Anonymous Monk has asked for the wisdom of the Perl Monks concerning the following question:

Hi, I have a problem in specifying a pattern match where the string can include anything. I'm tring to hide passwords in text. The basic formats of the text are as follows.
Format 1
logger abcdef123,"$Ł*&GHi^
Note that both of the elements delimited by the comma are passwords. If a password contains non alphanumeric characters it has to be in quotes.
Format 2
logger "765)(?>jh",hhhhhh,joebloggs
In this example I would only want to hide elements 1 & 2. The third is a username. The code I was using which worked until the passwords were changed to include non-alphanumeric characters was
$string =~ s/(logger\s+)(\w+)(\W+)(\w+)/$1 . ("X" x length($2) . $3 . +("X" x length($4))/e;
A caveat is that if a password is inside quotes it may actually contain a comma as part of the password ! How do I change this to be able to handle any characters in the password ?

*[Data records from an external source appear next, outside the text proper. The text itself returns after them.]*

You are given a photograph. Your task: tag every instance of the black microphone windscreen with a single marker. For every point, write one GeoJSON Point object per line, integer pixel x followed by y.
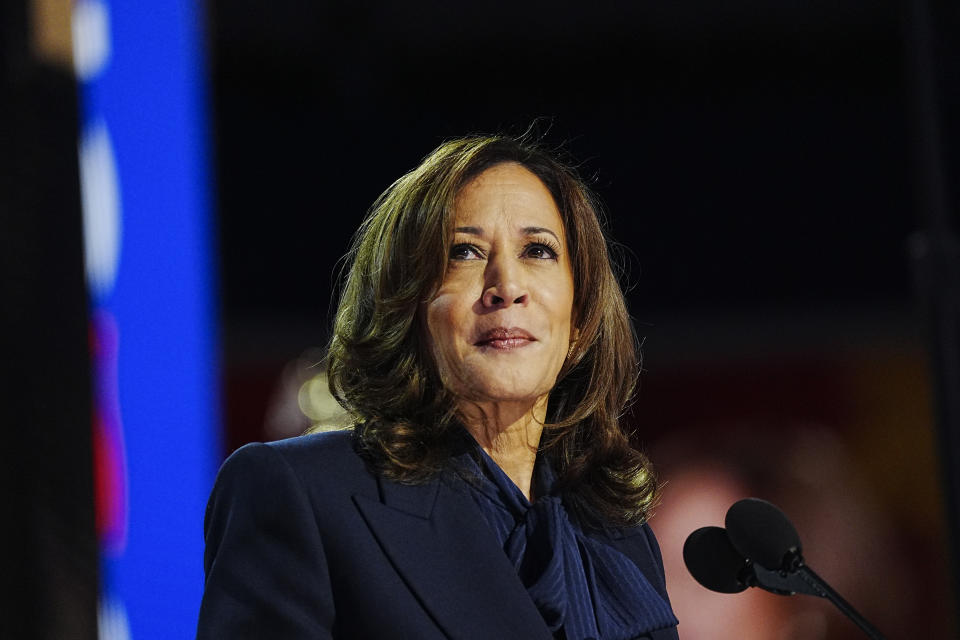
{"type": "Point", "coordinates": [713, 561]}
{"type": "Point", "coordinates": [761, 532]}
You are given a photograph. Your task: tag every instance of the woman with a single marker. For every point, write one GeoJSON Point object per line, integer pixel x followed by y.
{"type": "Point", "coordinates": [486, 491]}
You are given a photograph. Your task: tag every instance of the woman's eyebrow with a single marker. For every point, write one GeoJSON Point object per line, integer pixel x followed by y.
{"type": "Point", "coordinates": [534, 230]}
{"type": "Point", "coordinates": [478, 231]}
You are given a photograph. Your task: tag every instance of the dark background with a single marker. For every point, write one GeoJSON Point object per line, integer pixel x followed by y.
{"type": "Point", "coordinates": [747, 154]}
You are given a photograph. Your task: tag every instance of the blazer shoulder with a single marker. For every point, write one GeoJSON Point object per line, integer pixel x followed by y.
{"type": "Point", "coordinates": [321, 460]}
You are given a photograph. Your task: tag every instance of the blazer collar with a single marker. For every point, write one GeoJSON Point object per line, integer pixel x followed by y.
{"type": "Point", "coordinates": [439, 543]}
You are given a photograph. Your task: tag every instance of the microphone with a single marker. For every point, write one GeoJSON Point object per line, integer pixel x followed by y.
{"type": "Point", "coordinates": [714, 562]}
{"type": "Point", "coordinates": [759, 548]}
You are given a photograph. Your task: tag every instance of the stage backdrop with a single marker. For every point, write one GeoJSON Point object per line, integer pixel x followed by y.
{"type": "Point", "coordinates": [147, 219]}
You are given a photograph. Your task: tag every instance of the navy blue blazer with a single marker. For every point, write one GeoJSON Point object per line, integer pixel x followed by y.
{"type": "Point", "coordinates": [302, 541]}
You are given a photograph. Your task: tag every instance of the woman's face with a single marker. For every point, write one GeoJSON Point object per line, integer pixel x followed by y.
{"type": "Point", "coordinates": [499, 327]}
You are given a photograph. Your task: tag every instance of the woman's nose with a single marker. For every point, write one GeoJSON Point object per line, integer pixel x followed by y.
{"type": "Point", "coordinates": [503, 286]}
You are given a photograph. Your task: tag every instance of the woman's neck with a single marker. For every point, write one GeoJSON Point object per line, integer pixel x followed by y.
{"type": "Point", "coordinates": [510, 434]}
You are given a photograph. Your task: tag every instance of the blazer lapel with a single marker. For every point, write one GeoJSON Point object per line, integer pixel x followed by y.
{"type": "Point", "coordinates": [438, 541]}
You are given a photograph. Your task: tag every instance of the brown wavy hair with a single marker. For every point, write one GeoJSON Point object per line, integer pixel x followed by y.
{"type": "Point", "coordinates": [379, 364]}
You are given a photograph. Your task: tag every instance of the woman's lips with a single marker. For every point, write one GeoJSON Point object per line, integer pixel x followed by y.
{"type": "Point", "coordinates": [502, 338]}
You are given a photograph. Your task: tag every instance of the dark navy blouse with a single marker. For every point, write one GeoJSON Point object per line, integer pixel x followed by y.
{"type": "Point", "coordinates": [584, 589]}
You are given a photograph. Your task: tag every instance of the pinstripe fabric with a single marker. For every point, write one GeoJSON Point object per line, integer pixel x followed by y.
{"type": "Point", "coordinates": [584, 589]}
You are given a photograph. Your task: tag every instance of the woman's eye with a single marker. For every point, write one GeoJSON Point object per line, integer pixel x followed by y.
{"type": "Point", "coordinates": [540, 251]}
{"type": "Point", "coordinates": [464, 252]}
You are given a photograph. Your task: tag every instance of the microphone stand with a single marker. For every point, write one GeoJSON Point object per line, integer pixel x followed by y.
{"type": "Point", "coordinates": [802, 579]}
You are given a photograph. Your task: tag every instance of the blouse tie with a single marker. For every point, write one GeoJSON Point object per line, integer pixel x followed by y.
{"type": "Point", "coordinates": [581, 586]}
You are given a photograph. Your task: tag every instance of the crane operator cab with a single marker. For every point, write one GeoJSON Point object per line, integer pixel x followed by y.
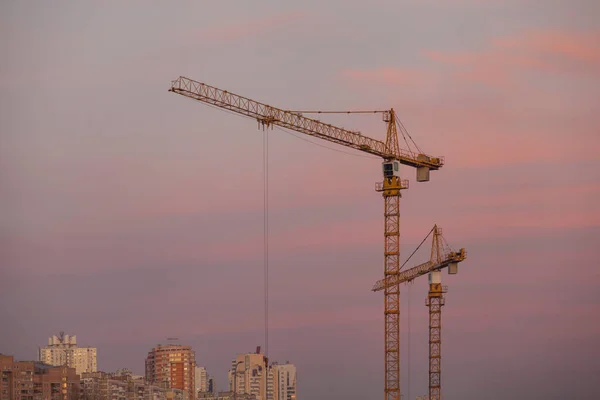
{"type": "Point", "coordinates": [391, 169]}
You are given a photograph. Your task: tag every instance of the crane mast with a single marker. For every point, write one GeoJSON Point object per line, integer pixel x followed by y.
{"type": "Point", "coordinates": [392, 156]}
{"type": "Point", "coordinates": [440, 258]}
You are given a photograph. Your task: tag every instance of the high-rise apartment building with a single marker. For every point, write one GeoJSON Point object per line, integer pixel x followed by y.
{"type": "Point", "coordinates": [201, 379]}
{"type": "Point", "coordinates": [63, 350]}
{"type": "Point", "coordinates": [249, 375]}
{"type": "Point", "coordinates": [172, 367]}
{"type": "Point", "coordinates": [284, 381]}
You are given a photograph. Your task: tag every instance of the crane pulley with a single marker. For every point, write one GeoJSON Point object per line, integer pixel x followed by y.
{"type": "Point", "coordinates": [441, 257]}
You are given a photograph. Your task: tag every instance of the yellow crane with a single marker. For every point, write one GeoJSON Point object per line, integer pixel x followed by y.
{"type": "Point", "coordinates": [441, 257]}
{"type": "Point", "coordinates": [389, 151]}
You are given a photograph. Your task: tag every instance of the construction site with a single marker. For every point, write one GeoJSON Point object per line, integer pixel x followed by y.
{"type": "Point", "coordinates": [280, 200]}
{"type": "Point", "coordinates": [442, 256]}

Replies are listed 'Best First'.
Re: Match any characters
by GrandFather (Saint) on Feb 10, 2006 at 09:21 UTC

    Is this what you are after:

    use warnings; use strict; while (<DATA>) { chomp; s/ (logger\s+) ("[^"]*"|\w+)(,)([^,]+)(.*) /$1 . ("X" x length($2)) . $3 . ("X" x length($4) . $5)/ex; print "$_\n"; } __DATA__ logger abcdef123,"$Ł*&GHi^ logger "765)(?>jh",hhhhhh,joebloggs logger "7,)(?>jh",yyyyyyy,fredbloggs

    Prints:

    logger XXXXXXXXX,XXXXXXXXX logger XXXXXXXXXXX,XXXXXX,joebloggs logger XXXXXXXXXX,XXXXXXX,fredbloggs

    DWIM is Perl's answer to Gödel
      Thanks. I've just discovered a slight variation on the theme in the log I'm interrogating which will need handling however.
      It seems that the first element after logger is not always a password. This field may be alphanumeric and possibly include the @ # Ł $ and _ characters (but no others) and may not be surrounded by quotes e.g.
      logger abc@def,"werty^%$&" logger ab$Łef,12trsgh logger "765)(?>jh",hhhhhh,joebloggs logger "7,)(?>jh",yyyyyyy,fredbloggs
      Where the output should be
      logger abc@def,XXXXXXXXX logger ab$Łef,XXXXXXX logger XXXXXXXXXXX,XXXXXX,joebloggs logger XXXXXXXXXX,XXXXXXX,fredbloggs
      How do I adapt the code to handle that ?

        Cleaner to do that with a number of matches:

        use warnings; use strict; use Data::Dumper; while (<DATA>) { if (/logger\s+"([^"]*)",(\w+),(.*)/s) { print "logger " . ('X' x length $1) . ',' . ('X' x length $2) +. ",$3"; } elsif (/logger\s+([^,]*),"([^"]*)"(,?.*)/s) { print "logger $1," . ('X' x length $2) . "$3"; } elsif (/logger\s+([^,]*),(\w+)(,?.*)/s) { print "logger $1," . ('X' x length $2) . "$3"; } } __DATA__ logger abc@def,"werty^%$&" logger ab$Łef,12trsgh logger "765)(?>jh",hhhhhh,joebloggs logger "7,)(?>jh",yyyyyyy,fredbloggs

        Prints:

        logger abc@def,XXXXXXXXX logger ab$Łef,XXXXXXX logger XXXXXXXXX,XXXXXX,joebloggs logger XXXXXXXX,XXXXXXX,fredbloggs

        DWIM is Perl's answer to Gödel
Re: Match any characters
by smokemachine (Hermit) on Feb 11, 2006 at 05:04 UTC
    ($passwd1, $passwd2, $user)=/^logger\s(\".*?\"|\w+)\s*,\s*(\".*?\"|\w+ +)(\s*,\s*\w+)?$/